複数の側近やトランプ氏の親族らによると、票の集計機器が不正に操作されていたとの突拍子もない数々の主張について、評価に値しないと再三伝えていたという。
トランプ氏にずっと忠誠を尽くしてきたことで知られるバー前司法長官は、トランプ氏が「現実から乖離していた」と証言。選挙不正の主張は「狂っている」とはねつけた。
トランプ氏陣営の選対本部長だったステピエン氏も、開票作業が続いているのに、トランプ氏が反対意見を無視して勝利宣言したと語った。
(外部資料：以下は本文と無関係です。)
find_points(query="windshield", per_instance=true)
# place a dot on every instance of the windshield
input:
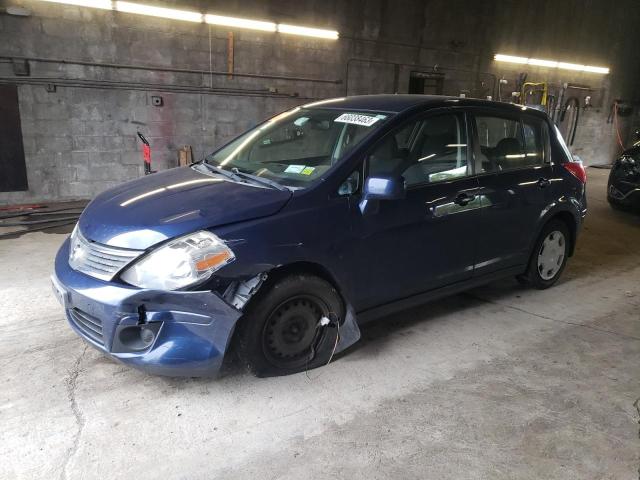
(297, 146)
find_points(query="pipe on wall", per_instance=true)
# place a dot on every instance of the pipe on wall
(124, 66)
(146, 87)
(398, 65)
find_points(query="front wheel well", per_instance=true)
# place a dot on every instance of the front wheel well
(302, 268)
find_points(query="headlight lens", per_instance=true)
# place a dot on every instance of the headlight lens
(179, 263)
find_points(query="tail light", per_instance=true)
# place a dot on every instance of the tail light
(577, 170)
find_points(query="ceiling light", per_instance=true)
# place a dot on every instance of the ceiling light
(197, 17)
(240, 23)
(158, 11)
(308, 32)
(550, 64)
(104, 4)
(322, 102)
(542, 63)
(510, 59)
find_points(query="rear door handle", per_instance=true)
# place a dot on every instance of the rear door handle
(543, 182)
(464, 199)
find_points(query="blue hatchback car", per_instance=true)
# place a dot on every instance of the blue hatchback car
(324, 216)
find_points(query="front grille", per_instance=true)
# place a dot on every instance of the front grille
(87, 324)
(98, 260)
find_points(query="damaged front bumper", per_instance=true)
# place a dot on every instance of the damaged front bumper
(175, 333)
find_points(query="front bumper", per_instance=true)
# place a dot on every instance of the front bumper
(191, 330)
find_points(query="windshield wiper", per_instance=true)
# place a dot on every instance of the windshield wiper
(229, 174)
(257, 179)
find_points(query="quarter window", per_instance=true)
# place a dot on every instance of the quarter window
(534, 141)
(428, 150)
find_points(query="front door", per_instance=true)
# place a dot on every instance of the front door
(426, 240)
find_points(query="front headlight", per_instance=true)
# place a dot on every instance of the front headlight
(179, 263)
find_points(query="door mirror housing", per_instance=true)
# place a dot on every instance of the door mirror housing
(381, 188)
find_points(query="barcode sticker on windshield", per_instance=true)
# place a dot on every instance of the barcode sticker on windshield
(357, 119)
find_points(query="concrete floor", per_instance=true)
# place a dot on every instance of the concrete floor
(499, 383)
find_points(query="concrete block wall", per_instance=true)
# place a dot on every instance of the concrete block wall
(79, 140)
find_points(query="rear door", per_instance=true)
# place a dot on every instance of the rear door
(426, 240)
(513, 161)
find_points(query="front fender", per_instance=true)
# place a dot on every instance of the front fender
(570, 210)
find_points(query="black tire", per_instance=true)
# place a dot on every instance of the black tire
(533, 277)
(280, 332)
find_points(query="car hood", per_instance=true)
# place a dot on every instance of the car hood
(146, 211)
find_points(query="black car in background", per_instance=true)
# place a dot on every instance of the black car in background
(623, 188)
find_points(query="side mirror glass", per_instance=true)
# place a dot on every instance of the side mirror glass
(350, 185)
(381, 188)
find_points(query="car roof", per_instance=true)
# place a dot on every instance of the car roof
(398, 103)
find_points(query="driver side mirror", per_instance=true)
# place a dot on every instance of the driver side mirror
(381, 188)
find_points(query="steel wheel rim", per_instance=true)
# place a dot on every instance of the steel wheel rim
(290, 331)
(551, 255)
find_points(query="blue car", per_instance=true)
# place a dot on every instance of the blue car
(330, 214)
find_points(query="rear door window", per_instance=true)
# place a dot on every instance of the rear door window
(501, 144)
(428, 150)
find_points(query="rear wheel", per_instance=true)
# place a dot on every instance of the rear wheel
(282, 331)
(549, 256)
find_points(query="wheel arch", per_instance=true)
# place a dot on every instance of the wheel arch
(301, 267)
(568, 219)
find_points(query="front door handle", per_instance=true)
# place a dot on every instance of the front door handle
(543, 182)
(464, 199)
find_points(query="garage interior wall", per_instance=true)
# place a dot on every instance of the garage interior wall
(79, 120)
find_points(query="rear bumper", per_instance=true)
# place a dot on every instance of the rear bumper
(624, 194)
(190, 331)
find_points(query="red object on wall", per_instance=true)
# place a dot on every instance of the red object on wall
(146, 154)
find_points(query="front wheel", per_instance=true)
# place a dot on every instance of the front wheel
(549, 256)
(285, 330)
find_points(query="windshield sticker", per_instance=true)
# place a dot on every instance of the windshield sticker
(294, 169)
(357, 119)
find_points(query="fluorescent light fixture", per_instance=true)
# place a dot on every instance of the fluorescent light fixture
(307, 31)
(158, 11)
(550, 64)
(322, 102)
(542, 63)
(603, 70)
(240, 23)
(197, 17)
(510, 59)
(104, 4)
ただ、特別委のロフグレン議員(民主党)は、トランプ氏も側近らも選挙不正の主張がうそと知りながら主張の拡散をそのまま続け、トランプ氏支持者らを議会襲撃に向かわせることにつながったと批判した。民主党議員らは、トランプ氏が「選挙不正を法廷でただす」との名目で約2億5000万ドルを支持者たちから集め、大半を直接関係ない使途に充てたとも指摘。ロフグレン氏は「大うそを広めただけでなく、それで大金をかすめ取っていた」と非難した。
世論調査によると、トランプ氏支持者の多くは今も選挙不正の同氏の主張を信じている。支持者の一部は州の選挙管理当局者に立候補する動きを進めており、当選すれば将来の選挙を監督する立場になる。トランプ氏も24年大統領選挙への出馬をにおわせている。
特別委の9日夜の公聴会では、やはりトランプ氏の側近や、娘のイバンカ氏でさえもが、証言映像でトランプ氏の選挙不正の主張を否定。この公聴会は夜のプライムタイムに中継され、全米2000万人近くが視聴したとされる。